As outlined in our earlier Insight article, Advantages of Offshore Companies, there are many benefits for you to consider when choosing to move your business to a different country. One of which being the best location to incorporate your new company.
Panama has been a very popular jurisdiction for offshore companies for decades, and it has the economic, political, and geographical elements that make it one of the best choices for corporations looking to expand.
But is it the right choice for the future of your business affairs?
Here we have provided you with a list of the most common questions, with the answers, that our prospective clients ask when considering Panama as the home for their offshore corporation.
Most used legal entities?
- Private IBC Corporations (Sociedades Anonimas) and Private Interest Foundation in Panama (Fundaciones de Interes Privado). These are also the most preferred options for those wishing to make international transactions.
Local Corporation Law?
- Law 32 of 26 February 1927 on Corporations, complemented by Decree Law No. 5 of 2 July 1997.
- Law 25 of June 12, 1995 for the Panama Private Interest Foundations.
What is the method of incorporation?
- There is no minimum level of paid in capital and deadline in which capital must be paid up.
What is the process to incorporate a Panamanian company and how long does it take?
- Once you have selected your service provider, who will also serve as Resident Agent which is a requirement by law in Panama, to form your Panamanian corporation they will proceed to draft the Articles of Incorporation which are authenticated by a local notary and registered at the Panama Public Registry of Articles. Most service providers will require a prospective client to undergo and complete a due diligence process.

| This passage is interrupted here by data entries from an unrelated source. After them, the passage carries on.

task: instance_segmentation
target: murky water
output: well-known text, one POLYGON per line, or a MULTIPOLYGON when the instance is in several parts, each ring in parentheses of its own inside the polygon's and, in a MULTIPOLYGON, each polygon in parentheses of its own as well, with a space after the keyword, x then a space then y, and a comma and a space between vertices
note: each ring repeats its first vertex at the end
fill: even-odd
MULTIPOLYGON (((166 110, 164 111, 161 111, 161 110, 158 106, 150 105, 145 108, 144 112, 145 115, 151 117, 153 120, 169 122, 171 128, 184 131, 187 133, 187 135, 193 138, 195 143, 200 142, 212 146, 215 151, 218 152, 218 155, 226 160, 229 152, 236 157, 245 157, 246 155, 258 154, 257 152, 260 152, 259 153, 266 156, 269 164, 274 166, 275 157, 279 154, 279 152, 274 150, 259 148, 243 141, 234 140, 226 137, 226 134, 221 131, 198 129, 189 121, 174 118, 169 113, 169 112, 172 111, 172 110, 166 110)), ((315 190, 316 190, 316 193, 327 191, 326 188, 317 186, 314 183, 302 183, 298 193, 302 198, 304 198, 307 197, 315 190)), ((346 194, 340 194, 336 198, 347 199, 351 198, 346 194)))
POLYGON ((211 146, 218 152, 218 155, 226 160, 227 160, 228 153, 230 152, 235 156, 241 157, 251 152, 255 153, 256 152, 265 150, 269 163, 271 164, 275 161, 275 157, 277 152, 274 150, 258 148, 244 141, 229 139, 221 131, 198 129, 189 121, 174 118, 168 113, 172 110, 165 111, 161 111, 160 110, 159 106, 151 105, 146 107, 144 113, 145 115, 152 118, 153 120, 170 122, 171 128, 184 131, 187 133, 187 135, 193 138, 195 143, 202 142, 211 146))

- The chosen name for the company will be checked for its availability on the Public Register and it must also contain a suffix such as S.A, Inc, or Corp.
- A minimum of three Officers (President, Secretary and Treasurer) and Directors, who can also be the Officers, must be appointed to serve on the corporation executive board and they may be Panamanian or foreign and can live anywhere in the world. They must be of legal age and their names will be made public on the register. Nominee Officers and Directors can be appointed if full or partial anonymity is required and there are no nationality restrictions on whom is appointed.
- The matter of ownership must be decided and proportion of shares owned if by multiple shareholders. Details of shareholders are not made public.
- Usually, the process to incorporate a Panamanian company takes four to five business days.
Can Topaz Services provide Nominee Officers and Directors for my entity?
- Yes. There are many advantages to be gained when appointing local Nominee Directors which is more fully explored within one of our Insights articles. Fees for our nominee services are available on request.
What is the process for making changes to a Panamanian Corporation?
- It takes up to five business days to make any changes to a Panamanian corporation´s name, Officers and Directors or a Panamanian foundation´s council members. All changes are recorded at the Panama Public Registry.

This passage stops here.